Wichita and Coffey County are competing for Kansas megaproject incentives, sources say
Wichita appears to be competing with Coffey County for a massive state subsidy package aimed at helping Kansas land billion-dollar “megaprojects” — the same incentives program used in July to lure Panasonic to the Kansas City area.
It’s a competition because APEX incentives can go to only one more project before the program expires at the end of 2023. To qualify, companies must agree to spend $1 billion or more to expand operations or relocate their headquarters anywhere in Kansas.
Wichita’s proposal would fund an expansion of Integra Technologies, according to multiple sources with knowledge of discussions about the project who are not authorized to speak publicly about it.

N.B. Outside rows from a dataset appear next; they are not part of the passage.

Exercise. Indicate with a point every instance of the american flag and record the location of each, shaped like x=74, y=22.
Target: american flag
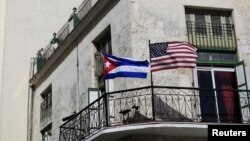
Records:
x=171, y=55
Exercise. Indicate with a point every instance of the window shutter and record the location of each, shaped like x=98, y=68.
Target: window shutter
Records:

Integra is a Wichita-based private company with 250 employees that contracts with aerospace and defense customers for work on semiconductors. The company would not confirm or deny its interest in APEX funding.

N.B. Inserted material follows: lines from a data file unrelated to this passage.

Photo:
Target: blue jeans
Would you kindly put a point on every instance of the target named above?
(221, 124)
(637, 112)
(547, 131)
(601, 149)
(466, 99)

Coffey County’s proposal, nicknamed “Silicon Prairie,” would fund a multibillion dollar cluster of microprocessor industries in eastern Kansas, about halfway between Wichita and Kansas City along I-35, Coffey County Economic Development Director Bobby Skipper told The Eagle.
It’s unclear how far along the proposals are in the submission process, and details about job estimates probably won’t be available until after a project is chosen. The Kansas Department of Commerce would not confirm whether it has been involved in discussions on either proposal.
There’s no guarantee either proposal would be approved for APEX funding.
The secretive incentives program — Attracting Powerful Economic Expansion, or APEX for short — was ushered through the Statehouse earlier this year by Gov. Laura Kelly and Lt. Gov. David Toland to lure a $4 billion Panasonic battery plant to the Kansas City area. The Kansas Department of Commerce negotiated the deal in private and a panel of lawmakers and Kelly voted in secret to award $829 million in state incentives without any wage or hiring requirements. Panasonic projections say the plant will create 4,000 permanent jobs.
Both the Wichita and Coffey County projects are also competing for a cut of federal funding under the $280 billion CHIPS and Science Act signed into law in August by President Joe Biden in an effort to ramp up domestic research and manufacturing of semiconductors in the United States. The U.S. Commerce Department plans to begin reviewing funding requests in February.
Integra President and CEO Brett Robinson said securing CHIPS funding “is the primary focus at the moment.”
“I am happy to discuss future expansion plans when we get a little further down the road with that current focus area (CHIPS Act),” Robinson said.
In the past year, the company has given Kelly, Wichita Mayor Brandon Whipple and U.S. Senator Jerry Moran tours of Integra’s Wichita headquarters.
The only public discussion of Wichita’s involvement in the competition has come out of Coffey County, where local leaders say publicity of their underdog project could help give them an upper hand in a political fight between rural and urban lawmakers.
“We are going to beat them because we have a better project,” Skipper said at a recent Coffey County commission meeting. “But we need people to know that.”
Skipper told the commission that Coffey County and surrounding counties should band together to lobby for their project if it hopes to edge out Wichita.
“It’s no surprise that blue suits with big money who lobby the state constantly, like the project out of Wichita, they get a lot of consideration that rural America just normally does not get,” Skipper said. “And we are rural America, but we have a significant project in our backyard that we’re pushing.”
Private investment could be as high as $3.5 billion, he said.
“Downstream from that, we haven’t put a number on it,” Skipper said in an interview. “But you’re talking about all the little mom and pop suppliers, all the new hires for trucking companies, destinations and restaurants, new students in schools, housing — all the downstream trickle-down. It’s kind of mind-blowing.”
Skipper told the Coffey County Commission that Wichita’s project would create “roughly 100 jobs” while the Coffey County project would bring in “about ten times that number.” Neither of those estimates could be independently verified.
Greater Wichita Partnership, the local economic development organization, would not say whether that is accurate.
“While we are fully supportive of APEX and the benefits which tools like this provide, we don’t have any additional information on projects to share at this time,” said Cynthia Wentworth, vice president of strategic communications for Greater Wichita Partnership, in a statement.